Anoche soñé contigo (36 page)

Sí, lo parecía, y así era. En realidad, se dijo Olga, ella y Teresa tenían un problema con el mismo nombre: Alberto. No, Monegal, reconoce que Jorge también tiene mucho que ver con tu cambio de humor. ¿O tal vez la cuestión esencial anida en tu interior, en tu forma de ser? ¡Maldición! ¡No quería pensar en ello!

—Bueno, debe de ser la nueva historia de Carlos...

—Mujer, a estas alturas, le ha tocado vivir más de una. No creo que la perturbe tantísimo la idea de Carlos enamorado de nuevo.

Susana se quedó pensativa.

—No, en realidad, no creo que la perturbe ya en absoluto. Quizás lo que ocurre es que ella tiene una nueva aventura. Fíjate lo inquieta que parece. Date cuenta de que nunca le sobra tiempo para vernos. Debe de tener otra liaison, con alguien más peligroso que un camarero de veintitantos años. Alguien que la está obligando a mirar su vida con Carlos con nuevos ojos, más críticos. Alguien que trastorna profundamente su estabilidad.

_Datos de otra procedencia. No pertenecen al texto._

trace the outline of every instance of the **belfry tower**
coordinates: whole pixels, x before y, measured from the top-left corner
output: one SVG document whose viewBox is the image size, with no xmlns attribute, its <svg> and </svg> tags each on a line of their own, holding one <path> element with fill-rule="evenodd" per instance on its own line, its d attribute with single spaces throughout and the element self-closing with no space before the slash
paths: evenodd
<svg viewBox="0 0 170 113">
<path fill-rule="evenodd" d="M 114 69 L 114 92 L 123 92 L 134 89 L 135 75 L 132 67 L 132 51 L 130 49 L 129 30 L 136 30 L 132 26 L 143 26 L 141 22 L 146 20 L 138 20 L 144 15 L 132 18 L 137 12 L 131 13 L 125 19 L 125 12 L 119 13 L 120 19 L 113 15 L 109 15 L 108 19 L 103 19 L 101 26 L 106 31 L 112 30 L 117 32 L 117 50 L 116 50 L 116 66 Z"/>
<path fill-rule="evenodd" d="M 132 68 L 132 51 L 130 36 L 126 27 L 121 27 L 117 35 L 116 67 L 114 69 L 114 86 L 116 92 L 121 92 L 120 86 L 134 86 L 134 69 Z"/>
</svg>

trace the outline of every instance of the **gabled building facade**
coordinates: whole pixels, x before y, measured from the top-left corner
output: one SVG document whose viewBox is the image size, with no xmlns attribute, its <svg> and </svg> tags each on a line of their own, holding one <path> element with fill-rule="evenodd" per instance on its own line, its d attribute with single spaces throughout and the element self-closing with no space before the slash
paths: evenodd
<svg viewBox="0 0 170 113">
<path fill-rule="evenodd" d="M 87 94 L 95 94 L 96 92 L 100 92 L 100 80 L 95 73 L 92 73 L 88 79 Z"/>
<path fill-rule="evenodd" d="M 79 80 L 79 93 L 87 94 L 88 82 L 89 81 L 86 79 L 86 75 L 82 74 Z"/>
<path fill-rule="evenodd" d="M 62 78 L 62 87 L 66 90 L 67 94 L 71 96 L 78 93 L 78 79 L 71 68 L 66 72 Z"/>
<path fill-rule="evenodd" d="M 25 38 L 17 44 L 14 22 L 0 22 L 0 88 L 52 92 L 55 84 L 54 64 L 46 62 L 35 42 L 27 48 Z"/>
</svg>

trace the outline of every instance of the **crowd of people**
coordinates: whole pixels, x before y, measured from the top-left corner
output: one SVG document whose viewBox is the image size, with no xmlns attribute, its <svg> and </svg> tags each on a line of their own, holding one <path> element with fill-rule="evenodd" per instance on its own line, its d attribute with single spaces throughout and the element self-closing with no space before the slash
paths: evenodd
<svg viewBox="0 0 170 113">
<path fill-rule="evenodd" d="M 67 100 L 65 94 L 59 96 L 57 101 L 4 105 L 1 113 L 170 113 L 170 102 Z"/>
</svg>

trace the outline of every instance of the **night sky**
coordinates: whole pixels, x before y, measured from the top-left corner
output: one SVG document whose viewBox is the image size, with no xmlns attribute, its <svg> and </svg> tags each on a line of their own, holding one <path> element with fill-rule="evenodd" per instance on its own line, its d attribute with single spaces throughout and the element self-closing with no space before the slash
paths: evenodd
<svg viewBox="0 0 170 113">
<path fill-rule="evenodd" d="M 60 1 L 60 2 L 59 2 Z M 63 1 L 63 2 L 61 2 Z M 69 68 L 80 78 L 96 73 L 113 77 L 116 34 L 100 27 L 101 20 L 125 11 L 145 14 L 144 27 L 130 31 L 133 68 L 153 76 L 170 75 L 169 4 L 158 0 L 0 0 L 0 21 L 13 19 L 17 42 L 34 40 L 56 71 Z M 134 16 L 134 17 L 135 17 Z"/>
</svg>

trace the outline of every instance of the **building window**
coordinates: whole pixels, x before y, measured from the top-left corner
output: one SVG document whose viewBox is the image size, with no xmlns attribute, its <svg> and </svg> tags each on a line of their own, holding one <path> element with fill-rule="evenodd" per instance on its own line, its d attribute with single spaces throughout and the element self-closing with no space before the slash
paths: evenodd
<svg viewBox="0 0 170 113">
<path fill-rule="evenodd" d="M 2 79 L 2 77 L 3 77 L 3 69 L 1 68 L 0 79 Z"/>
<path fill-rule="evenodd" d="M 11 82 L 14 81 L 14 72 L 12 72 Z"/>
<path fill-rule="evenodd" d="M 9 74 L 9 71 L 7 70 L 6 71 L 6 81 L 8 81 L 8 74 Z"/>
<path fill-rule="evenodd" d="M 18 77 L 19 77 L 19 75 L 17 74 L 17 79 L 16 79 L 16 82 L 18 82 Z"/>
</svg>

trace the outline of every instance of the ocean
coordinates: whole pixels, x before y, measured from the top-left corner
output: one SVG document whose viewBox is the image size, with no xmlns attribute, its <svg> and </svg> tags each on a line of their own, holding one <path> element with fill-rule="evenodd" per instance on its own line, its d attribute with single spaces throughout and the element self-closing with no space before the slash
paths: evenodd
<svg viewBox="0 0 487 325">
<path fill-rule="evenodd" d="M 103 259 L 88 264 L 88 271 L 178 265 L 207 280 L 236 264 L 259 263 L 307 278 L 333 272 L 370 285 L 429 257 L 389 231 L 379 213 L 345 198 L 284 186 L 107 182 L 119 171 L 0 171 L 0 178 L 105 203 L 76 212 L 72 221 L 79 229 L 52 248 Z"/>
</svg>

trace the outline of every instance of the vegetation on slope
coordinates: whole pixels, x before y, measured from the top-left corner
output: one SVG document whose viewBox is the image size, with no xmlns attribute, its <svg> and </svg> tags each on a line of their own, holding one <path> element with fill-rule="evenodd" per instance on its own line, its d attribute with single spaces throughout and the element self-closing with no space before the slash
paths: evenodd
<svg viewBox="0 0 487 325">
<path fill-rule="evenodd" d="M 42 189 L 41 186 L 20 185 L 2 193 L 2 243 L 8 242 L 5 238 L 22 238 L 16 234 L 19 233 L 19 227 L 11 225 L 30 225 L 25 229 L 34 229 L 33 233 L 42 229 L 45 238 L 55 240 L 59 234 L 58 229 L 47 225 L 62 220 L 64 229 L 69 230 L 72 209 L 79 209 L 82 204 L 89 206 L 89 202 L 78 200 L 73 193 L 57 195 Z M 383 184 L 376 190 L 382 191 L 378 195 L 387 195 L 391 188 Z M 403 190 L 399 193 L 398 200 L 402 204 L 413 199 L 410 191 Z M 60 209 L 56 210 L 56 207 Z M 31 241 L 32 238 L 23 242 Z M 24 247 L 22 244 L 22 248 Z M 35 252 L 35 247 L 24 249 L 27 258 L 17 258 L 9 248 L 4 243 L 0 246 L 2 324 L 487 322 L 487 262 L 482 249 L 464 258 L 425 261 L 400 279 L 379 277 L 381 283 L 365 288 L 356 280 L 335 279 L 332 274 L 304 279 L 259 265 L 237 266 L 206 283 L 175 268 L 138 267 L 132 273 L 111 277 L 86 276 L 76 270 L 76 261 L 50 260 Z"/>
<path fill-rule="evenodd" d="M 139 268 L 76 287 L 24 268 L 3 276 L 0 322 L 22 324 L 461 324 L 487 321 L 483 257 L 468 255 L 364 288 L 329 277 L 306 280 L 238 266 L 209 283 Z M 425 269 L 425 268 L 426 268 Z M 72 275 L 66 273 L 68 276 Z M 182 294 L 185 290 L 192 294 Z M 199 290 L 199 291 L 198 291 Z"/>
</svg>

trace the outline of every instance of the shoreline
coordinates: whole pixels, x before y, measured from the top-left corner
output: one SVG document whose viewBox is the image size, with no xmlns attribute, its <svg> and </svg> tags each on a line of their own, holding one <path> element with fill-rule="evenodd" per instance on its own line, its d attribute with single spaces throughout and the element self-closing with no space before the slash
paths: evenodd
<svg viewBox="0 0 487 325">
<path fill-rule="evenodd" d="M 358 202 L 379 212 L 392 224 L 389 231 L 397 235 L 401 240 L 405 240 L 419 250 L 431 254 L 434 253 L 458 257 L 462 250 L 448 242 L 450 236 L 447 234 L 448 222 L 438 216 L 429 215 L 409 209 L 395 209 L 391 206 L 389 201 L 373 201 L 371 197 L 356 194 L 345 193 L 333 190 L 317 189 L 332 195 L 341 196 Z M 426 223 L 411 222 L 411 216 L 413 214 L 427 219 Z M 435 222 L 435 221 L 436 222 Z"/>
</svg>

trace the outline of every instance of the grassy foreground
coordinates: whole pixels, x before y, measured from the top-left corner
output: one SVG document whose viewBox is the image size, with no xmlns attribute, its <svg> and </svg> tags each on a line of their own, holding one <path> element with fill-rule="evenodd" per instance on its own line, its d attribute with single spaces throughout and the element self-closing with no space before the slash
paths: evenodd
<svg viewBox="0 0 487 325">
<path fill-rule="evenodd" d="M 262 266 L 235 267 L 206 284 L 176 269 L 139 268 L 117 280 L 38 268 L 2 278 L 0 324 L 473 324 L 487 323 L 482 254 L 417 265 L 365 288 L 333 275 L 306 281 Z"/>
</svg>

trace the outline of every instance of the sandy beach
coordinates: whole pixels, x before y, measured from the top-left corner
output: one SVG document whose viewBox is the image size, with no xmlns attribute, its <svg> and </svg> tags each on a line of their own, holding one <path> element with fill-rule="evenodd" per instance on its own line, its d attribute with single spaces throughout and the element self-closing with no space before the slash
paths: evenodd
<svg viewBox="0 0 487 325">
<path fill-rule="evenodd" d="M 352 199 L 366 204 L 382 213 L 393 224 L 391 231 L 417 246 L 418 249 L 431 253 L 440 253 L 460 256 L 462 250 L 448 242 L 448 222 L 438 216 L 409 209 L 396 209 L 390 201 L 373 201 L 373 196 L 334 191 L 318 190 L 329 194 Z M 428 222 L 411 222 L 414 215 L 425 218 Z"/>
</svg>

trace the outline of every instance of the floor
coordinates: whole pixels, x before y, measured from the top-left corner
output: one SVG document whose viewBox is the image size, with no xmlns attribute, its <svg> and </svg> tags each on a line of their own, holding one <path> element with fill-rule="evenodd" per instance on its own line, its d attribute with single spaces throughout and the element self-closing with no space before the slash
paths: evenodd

Olga permaneció inmovilizada, por miedo a que un gesto bastara para desenmascarar su turbación. Si Susana se hacía semejantes reflexiones, significaba que ella misma no andaba desencaminada.

Unos compases musicales, vibrantes, se colaron por la ventana entreabierta de la cocina.

—¡Qué horror! —dijo Susana y, señalándose el estómago, añadió—: Parece que esa música me sale de aquí.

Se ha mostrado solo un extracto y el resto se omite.